If you ever need someone to talk to, someone who will never judge you and will do their best to give you the support you need, you are more then welcome to message me any time! Good luck dear, I hope whatever you end up choosing gives you great happiness!


----------



## jay004

Here's an update:

I have talked to several counselors, both at school and just one my family hired to help me get through this decision making process.

As of now, my plan is to keep the child. There are times when I second guess my decision (especially when my boyfriend is not being supportive), but ultimately, since I can not 100 percent say that I feel adoption is the best option for my baby, I have trouble settling with that decision. Although I cannot be 100 percent certain either that keeping my baby will provide the best life for him/her, I can at least know with certainty that I will do my absolute best I can. That is the only thing I sure of this point.

I've grown so attached to my little one since posting this, something I didn't have when first realizing I was pregnant. 

I am still always ears open for advice, because frankly, I am new to everything about being a parent and making such life changing decisions.

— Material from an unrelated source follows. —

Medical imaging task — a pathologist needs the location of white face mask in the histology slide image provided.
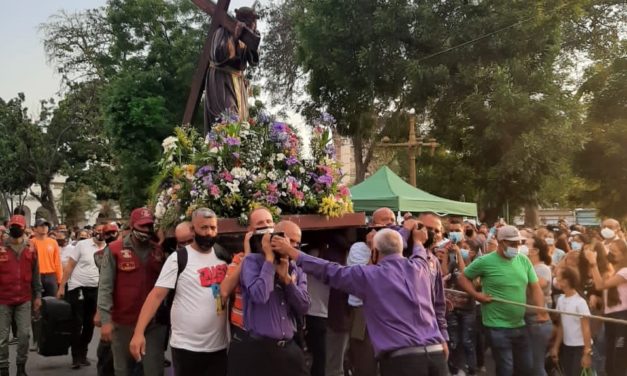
[601,227,616,240]
[504,247,519,259]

Thank you everyone for being so supportive!


----------



## Hangin_On_AGS

I didn't want to read and run but I have to give you major credit for talking to several professionals. Your going at this very rationally and that's a very hard thing to do. And I think when it comes to worrying about giving him/her the best life all you have to ask yourself is, Is this baby going to be loved by you and your family? If the answer to that is yes than I think your baby will have a wonderful life. I was raised in a family where we got everything we wanted and got a ton of time with my family.. and I can honestly tell you I don't remember the toys and gifts, I remember all the fun times we went and did stupid stuff together as a family. I remember bonfires in the backyard, home movies, a day on the lake, or card games around the table. Yes children require money, but more so they need love. You are a strong woman and you don't need a man to create a wonderful home for your baby. Only you can make the right decision for you and your new family. Good Luck!!!!! You have our support whatever your decision is.


----------



## pinkneon

jay004 said:


> Here's an update:
> 
> I have talked to several counselors, both at school and just one my family hired to help me get through this decision making process.
> 
> As of now, my plan is to keep the child. There are times when I second guess my decision (especially when my boyfriend is not being supportive), but ultimately, since I can not 100 percent say that I feel adoption is the best option for my baby, I have trouble settling with that decision. Although I cannot be 100 percent certain either that keeping my baby will provide the best life for him/her, I can at least know with certainty that I will do my absolute best I can. That is the only thing I sure of this point.
> 
> I've grown so attached to my little one since posting this, something I didn't have when first realizing I was pregnant.
> 
> I am still always ears open for advice, because frankly, I am new to everything about being a parent and making such life changing decisions.
> 
> Thank you everyone for being so supportive!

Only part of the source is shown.